The days of the dark and lonely basement programmer are long gone. In order to compete in today’s competitive business market, IT professionals need soft skills as well as technical acumen in order to maximize their contribution to the enterprise, according to a recent Knowledge Gap survey.
The national poll included responses from more than 1,400 CIOs from a random sampling of U.S. companies with 100 or more employees. Some 47 percent of the CIOs polled said their companies do not provide non-technical skills training such as project management, leadership and communications for their IT staff. This lack of soft skills can have a negative effect on productivity, peer-to-peer collaboration and efficiency.
“The days when computer programmers could be basement programmers are over,” said Melissa Maffetone, branch manager, Consulting Services, Robert Half Technology, Florida. “We’re starting to see more and more companies that need IT professionals to not only have the IT skills, but soft skills, and the reason they need that is primarily because of what they’re working on.”
Today, IT staff are more likely to work on strategic projects that actually make an impact on the bottom line. “The types of projects that companies are investing in are strategic in nature,” Maffetone said. “They’re either going to make the company money or save the company money. As an example, if these programmers are working on a sales application that the sales department’s going to use to offer volume discounts, (IT) needs to understand what inventory is on the company’s shelves, etc. If they don’t have the ability to interact with the sales team to understand what are their product and business needs, the products aren’t going to be built in a way that’s advantageous for the company.”

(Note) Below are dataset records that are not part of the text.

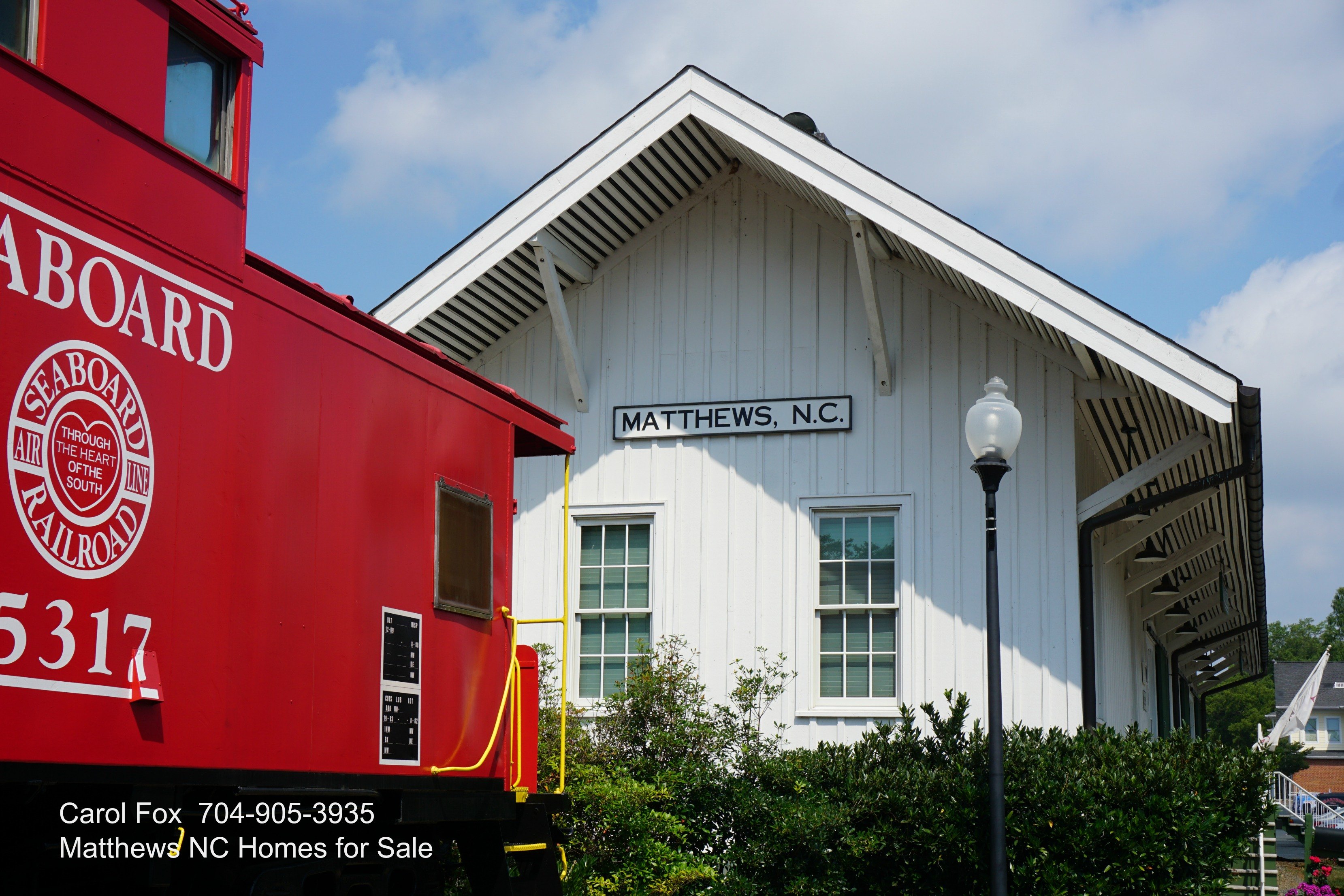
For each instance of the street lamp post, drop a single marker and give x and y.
(994, 428)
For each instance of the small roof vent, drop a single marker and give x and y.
(804, 123)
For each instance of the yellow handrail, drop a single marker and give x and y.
(563, 620)
(499, 718)
(512, 683)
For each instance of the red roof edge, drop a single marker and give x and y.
(346, 305)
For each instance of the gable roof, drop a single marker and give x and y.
(683, 136)
(695, 132)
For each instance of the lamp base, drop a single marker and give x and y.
(991, 471)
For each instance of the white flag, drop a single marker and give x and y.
(1300, 710)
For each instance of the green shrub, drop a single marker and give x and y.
(676, 796)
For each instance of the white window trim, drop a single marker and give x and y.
(581, 515)
(30, 50)
(808, 638)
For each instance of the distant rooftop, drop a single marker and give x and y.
(1289, 678)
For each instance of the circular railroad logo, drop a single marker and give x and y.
(81, 460)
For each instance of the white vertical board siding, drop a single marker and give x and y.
(749, 292)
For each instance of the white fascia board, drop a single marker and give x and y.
(538, 207)
(969, 252)
(958, 245)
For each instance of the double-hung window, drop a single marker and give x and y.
(857, 606)
(19, 26)
(613, 613)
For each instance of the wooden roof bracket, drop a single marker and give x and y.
(866, 246)
(550, 252)
(1119, 488)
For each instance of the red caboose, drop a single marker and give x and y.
(258, 546)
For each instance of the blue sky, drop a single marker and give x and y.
(1178, 159)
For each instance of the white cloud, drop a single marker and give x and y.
(1281, 332)
(1096, 127)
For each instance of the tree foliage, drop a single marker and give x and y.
(1234, 714)
(674, 794)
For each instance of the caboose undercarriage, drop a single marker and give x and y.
(107, 829)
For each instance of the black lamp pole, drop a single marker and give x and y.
(991, 471)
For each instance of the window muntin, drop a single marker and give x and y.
(197, 105)
(857, 597)
(18, 21)
(613, 580)
(464, 553)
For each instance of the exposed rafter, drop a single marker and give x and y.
(1152, 606)
(1117, 489)
(1120, 544)
(1187, 554)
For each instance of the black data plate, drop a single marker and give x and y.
(401, 726)
(401, 648)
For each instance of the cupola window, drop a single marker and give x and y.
(198, 111)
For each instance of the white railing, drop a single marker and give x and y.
(1300, 802)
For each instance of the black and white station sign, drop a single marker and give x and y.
(764, 417)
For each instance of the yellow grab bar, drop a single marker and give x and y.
(499, 718)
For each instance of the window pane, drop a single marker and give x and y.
(883, 675)
(591, 587)
(857, 582)
(613, 672)
(831, 676)
(463, 558)
(883, 582)
(639, 544)
(883, 538)
(613, 587)
(638, 594)
(857, 538)
(857, 676)
(832, 633)
(591, 634)
(194, 93)
(828, 590)
(591, 678)
(832, 538)
(614, 640)
(14, 26)
(591, 546)
(857, 633)
(639, 633)
(883, 632)
(614, 546)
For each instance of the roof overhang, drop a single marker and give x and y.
(1002, 279)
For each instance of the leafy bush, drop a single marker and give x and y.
(676, 796)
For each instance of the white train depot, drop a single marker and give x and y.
(703, 257)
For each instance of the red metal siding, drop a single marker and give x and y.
(115, 54)
(292, 481)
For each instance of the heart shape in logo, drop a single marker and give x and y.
(85, 457)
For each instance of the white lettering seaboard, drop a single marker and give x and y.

A lot of companies have been under fairly severe budget cuts during the past few years, Maffetone said, and now that the economy has lifted a bit, companies need people in their seats who can do a lot of different things. “Companies are asking for a lot more from candidates in terms of leadership skills, project management skills—so for candidates who don’t have it, they’re going to be behind the curve.”
Some executives who don’t seem to value soft skills or who have ignored them have done so because they’ve been short-staffed, budget-constrained and forced to focus on technical skills and solutions first, Maffetone said. “They may not have considered that IT professionals need to work hand-in-hand with all these different departments to capitalize on all the value they can bring to an organization. We’re seeing that there are a lot more IT executives who are seeing the need for it. Now it’s more, ‘What’s the return on investment? What’s this going to make us?’ IT professionals have started playing a much more strategic role in these companies, and the changes – what’s right for the business – is what’s driving the need for all these skills.”

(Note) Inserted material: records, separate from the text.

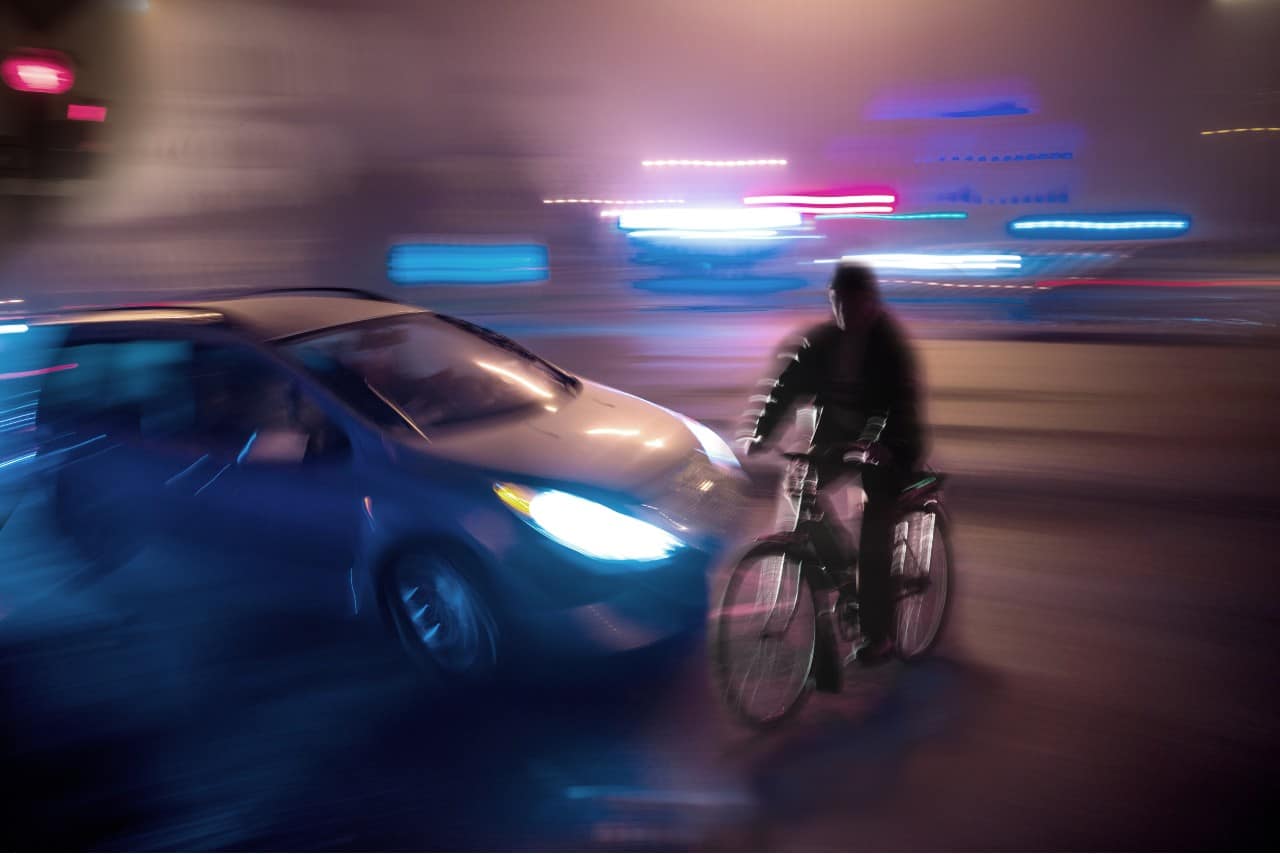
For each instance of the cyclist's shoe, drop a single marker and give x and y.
(869, 653)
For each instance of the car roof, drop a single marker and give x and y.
(288, 315)
(268, 316)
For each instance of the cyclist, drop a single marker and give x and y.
(860, 373)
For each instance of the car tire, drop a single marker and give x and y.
(442, 617)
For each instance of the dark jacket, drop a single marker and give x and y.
(865, 384)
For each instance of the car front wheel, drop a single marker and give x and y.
(442, 619)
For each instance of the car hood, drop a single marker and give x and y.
(602, 438)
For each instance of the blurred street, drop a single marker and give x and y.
(1107, 672)
(1065, 205)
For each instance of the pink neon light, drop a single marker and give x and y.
(822, 200)
(40, 371)
(44, 74)
(833, 209)
(86, 113)
(1165, 283)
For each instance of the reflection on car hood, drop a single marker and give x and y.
(602, 438)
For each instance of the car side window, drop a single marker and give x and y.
(257, 412)
(202, 397)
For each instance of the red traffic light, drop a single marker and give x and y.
(42, 72)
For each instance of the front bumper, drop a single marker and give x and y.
(625, 611)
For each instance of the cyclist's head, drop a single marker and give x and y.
(854, 295)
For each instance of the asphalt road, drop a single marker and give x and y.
(1107, 679)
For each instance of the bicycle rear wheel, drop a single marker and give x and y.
(922, 576)
(763, 636)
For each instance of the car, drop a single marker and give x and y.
(341, 452)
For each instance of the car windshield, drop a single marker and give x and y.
(425, 370)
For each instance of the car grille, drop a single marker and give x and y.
(707, 510)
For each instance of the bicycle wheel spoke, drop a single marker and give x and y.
(766, 629)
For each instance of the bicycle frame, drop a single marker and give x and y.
(812, 538)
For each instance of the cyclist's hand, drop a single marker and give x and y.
(868, 453)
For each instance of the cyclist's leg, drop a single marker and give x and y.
(874, 601)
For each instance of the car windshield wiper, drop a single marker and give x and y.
(502, 342)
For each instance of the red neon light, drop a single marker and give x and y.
(86, 113)
(45, 73)
(40, 371)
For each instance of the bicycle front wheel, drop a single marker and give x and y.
(922, 576)
(763, 636)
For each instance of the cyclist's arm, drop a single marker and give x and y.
(892, 394)
(776, 394)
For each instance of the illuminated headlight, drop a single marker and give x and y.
(717, 450)
(586, 526)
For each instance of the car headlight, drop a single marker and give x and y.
(586, 526)
(717, 450)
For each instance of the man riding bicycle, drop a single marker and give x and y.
(860, 373)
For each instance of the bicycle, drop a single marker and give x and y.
(801, 584)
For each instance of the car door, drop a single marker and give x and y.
(280, 506)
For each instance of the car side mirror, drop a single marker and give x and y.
(275, 447)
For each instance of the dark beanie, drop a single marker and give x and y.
(854, 279)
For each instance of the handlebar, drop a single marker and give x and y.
(850, 457)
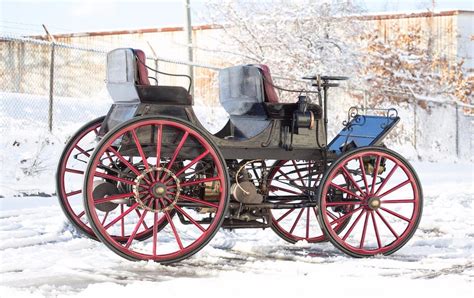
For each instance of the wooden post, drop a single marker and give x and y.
(189, 35)
(457, 128)
(51, 81)
(414, 121)
(51, 89)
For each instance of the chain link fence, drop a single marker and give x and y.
(58, 87)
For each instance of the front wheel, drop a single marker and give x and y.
(385, 197)
(161, 166)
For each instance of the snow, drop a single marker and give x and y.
(42, 256)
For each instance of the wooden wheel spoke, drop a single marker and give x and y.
(298, 172)
(124, 161)
(285, 214)
(110, 177)
(175, 232)
(159, 135)
(178, 149)
(307, 223)
(121, 216)
(362, 169)
(198, 181)
(396, 214)
(296, 220)
(112, 197)
(343, 203)
(349, 231)
(199, 201)
(394, 188)
(74, 171)
(82, 150)
(376, 230)
(180, 210)
(346, 191)
(345, 216)
(364, 230)
(73, 193)
(387, 224)
(135, 230)
(386, 179)
(201, 156)
(351, 179)
(375, 174)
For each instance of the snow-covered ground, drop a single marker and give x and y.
(41, 255)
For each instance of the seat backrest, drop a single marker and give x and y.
(142, 71)
(241, 90)
(270, 93)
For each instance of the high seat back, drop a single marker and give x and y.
(142, 70)
(270, 93)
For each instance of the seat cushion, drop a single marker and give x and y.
(270, 93)
(142, 71)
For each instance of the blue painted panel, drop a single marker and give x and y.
(364, 131)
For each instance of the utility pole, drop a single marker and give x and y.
(189, 34)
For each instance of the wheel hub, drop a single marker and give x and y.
(160, 195)
(373, 203)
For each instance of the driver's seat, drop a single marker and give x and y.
(270, 94)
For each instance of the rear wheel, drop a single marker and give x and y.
(182, 172)
(291, 178)
(70, 180)
(71, 171)
(386, 199)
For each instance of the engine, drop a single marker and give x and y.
(244, 188)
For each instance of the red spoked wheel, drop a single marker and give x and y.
(292, 180)
(386, 199)
(70, 174)
(181, 172)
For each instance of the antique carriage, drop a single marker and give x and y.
(157, 186)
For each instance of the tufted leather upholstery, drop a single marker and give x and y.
(142, 71)
(270, 94)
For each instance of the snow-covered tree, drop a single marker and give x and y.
(294, 38)
(406, 61)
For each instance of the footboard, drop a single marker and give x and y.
(361, 130)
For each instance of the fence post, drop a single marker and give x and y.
(51, 89)
(457, 127)
(414, 121)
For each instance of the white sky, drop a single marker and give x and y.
(26, 16)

The soft skills that are most important to IT professionals include communication, business fundamentals, project management and leadership skills. IT staffers must understand their company’s business units needs in order to figure out how best to translate those needs into IT solutions. “As businesses place more focus on technology and really leveraging it to help them grow, they need people who can clearly explain complex technical concepts,” Maffetone said. “The second piece is business fundamentals. Our clients need people who can understand the company’s operations. They need people who can actually translate business requirements into some kind of cost or time savings. They want to see that past work experience has synergies with their company’s operations. Then, (IT staff) need interpersonal skills, and I’m talking about something as simple as diplomacy and using discretion and tact when it comes to conversations while working within a team so they can build the relationships with colleagues.”

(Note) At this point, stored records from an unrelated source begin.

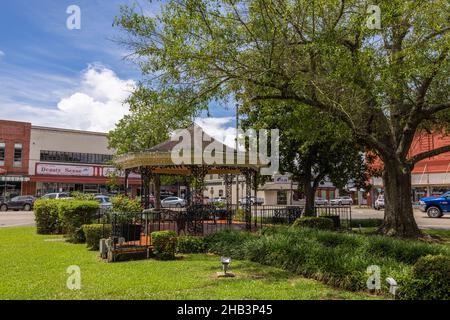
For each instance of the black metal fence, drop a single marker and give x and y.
(134, 229)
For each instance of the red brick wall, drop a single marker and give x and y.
(12, 132)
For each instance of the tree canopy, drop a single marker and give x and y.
(385, 84)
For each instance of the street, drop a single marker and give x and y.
(16, 219)
(22, 218)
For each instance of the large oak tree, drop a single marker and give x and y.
(385, 84)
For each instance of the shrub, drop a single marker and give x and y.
(164, 244)
(123, 204)
(314, 222)
(339, 259)
(74, 214)
(95, 232)
(430, 280)
(46, 215)
(189, 244)
(407, 251)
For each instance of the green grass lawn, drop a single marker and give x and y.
(34, 267)
(443, 235)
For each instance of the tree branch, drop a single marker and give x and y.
(436, 108)
(428, 154)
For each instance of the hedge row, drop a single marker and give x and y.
(64, 216)
(94, 233)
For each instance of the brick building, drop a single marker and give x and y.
(37, 160)
(14, 156)
(430, 176)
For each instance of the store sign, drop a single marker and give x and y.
(108, 171)
(281, 179)
(48, 169)
(64, 170)
(14, 179)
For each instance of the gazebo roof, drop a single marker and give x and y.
(159, 158)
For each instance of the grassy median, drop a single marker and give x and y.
(34, 267)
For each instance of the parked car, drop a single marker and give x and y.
(379, 203)
(321, 201)
(436, 207)
(105, 201)
(24, 203)
(340, 201)
(252, 200)
(164, 195)
(56, 195)
(216, 200)
(173, 202)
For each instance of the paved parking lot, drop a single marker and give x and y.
(16, 219)
(22, 219)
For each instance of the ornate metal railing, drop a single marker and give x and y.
(200, 220)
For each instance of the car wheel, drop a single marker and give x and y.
(434, 212)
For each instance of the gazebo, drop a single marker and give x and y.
(192, 152)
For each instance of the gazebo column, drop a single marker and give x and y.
(127, 173)
(228, 179)
(199, 173)
(255, 192)
(145, 187)
(157, 181)
(248, 173)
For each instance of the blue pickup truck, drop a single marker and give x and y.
(436, 207)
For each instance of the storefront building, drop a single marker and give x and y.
(14, 156)
(39, 160)
(430, 177)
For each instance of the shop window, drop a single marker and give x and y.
(282, 197)
(18, 155)
(2, 153)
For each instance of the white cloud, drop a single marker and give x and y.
(220, 129)
(96, 105)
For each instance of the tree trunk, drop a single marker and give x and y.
(398, 216)
(310, 193)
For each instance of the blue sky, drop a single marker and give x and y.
(54, 76)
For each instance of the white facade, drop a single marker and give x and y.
(43, 138)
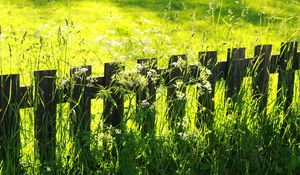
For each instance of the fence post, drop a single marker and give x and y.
(236, 71)
(206, 104)
(80, 106)
(287, 60)
(145, 98)
(260, 82)
(176, 96)
(9, 123)
(114, 106)
(45, 116)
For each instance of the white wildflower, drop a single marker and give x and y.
(180, 95)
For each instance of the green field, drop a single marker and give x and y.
(46, 34)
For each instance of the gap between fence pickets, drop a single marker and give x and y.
(26, 96)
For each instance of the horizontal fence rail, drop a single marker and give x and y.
(45, 94)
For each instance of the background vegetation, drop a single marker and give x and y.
(45, 34)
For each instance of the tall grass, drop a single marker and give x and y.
(240, 140)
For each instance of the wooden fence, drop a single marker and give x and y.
(44, 95)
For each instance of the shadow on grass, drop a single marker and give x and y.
(201, 9)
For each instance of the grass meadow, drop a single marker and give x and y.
(47, 34)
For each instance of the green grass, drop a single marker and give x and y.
(42, 34)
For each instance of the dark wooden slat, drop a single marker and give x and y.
(80, 105)
(296, 64)
(114, 106)
(94, 85)
(236, 71)
(10, 123)
(146, 97)
(176, 104)
(286, 73)
(45, 116)
(260, 83)
(205, 101)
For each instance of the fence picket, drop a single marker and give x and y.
(80, 105)
(206, 104)
(114, 106)
(260, 83)
(176, 92)
(10, 123)
(145, 98)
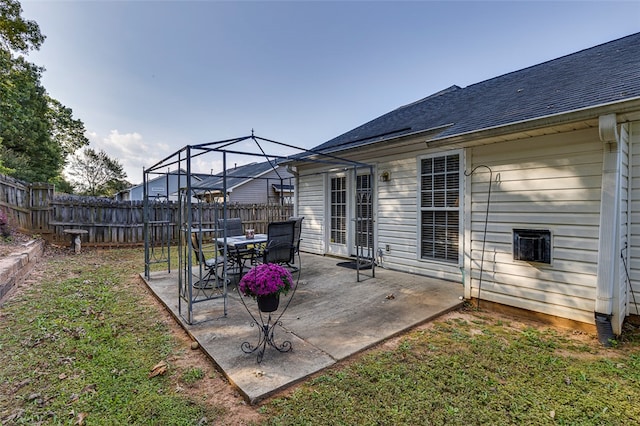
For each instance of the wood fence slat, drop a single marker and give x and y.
(36, 208)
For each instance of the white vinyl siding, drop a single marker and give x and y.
(311, 205)
(551, 183)
(260, 191)
(621, 297)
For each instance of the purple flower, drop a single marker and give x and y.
(264, 279)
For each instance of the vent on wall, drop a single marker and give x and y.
(532, 245)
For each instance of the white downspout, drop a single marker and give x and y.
(609, 228)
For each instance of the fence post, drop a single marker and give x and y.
(40, 196)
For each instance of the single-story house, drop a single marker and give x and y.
(254, 183)
(524, 188)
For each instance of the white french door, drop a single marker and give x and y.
(350, 215)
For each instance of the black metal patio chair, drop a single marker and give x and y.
(213, 266)
(280, 246)
(238, 257)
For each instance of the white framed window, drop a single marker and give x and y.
(338, 210)
(440, 212)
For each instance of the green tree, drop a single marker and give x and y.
(38, 133)
(95, 173)
(17, 33)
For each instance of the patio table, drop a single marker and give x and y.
(237, 245)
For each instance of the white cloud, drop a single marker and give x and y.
(131, 150)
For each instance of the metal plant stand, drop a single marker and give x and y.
(266, 331)
(266, 325)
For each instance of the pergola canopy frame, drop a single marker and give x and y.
(190, 204)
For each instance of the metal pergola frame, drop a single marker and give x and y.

“IT executives should really take a gap analysis of who they have on their team, and who can benefit from partnering or shadowing another person who has better communication skills to hopefully gain a transfer of knowledge,” Maffetone said. “Employees who see that the company is moving in a new direction of that IT/business professional can talk to their supervisors, the IT executives, and ask about taking on more responsibility that would expose them to some non-technical functions. Employees can volunteer for something that’s cross-departmental in nature that allows them to learn about other parts of the organization. There’s tons of courses out there for employers as well as employees that involve topics such as project management, leadership and communication skills for IT professionals. There are online courses for overall business knowledge the employer can invest in, and it’s a small price to pay to have someone fully understand your business needs.”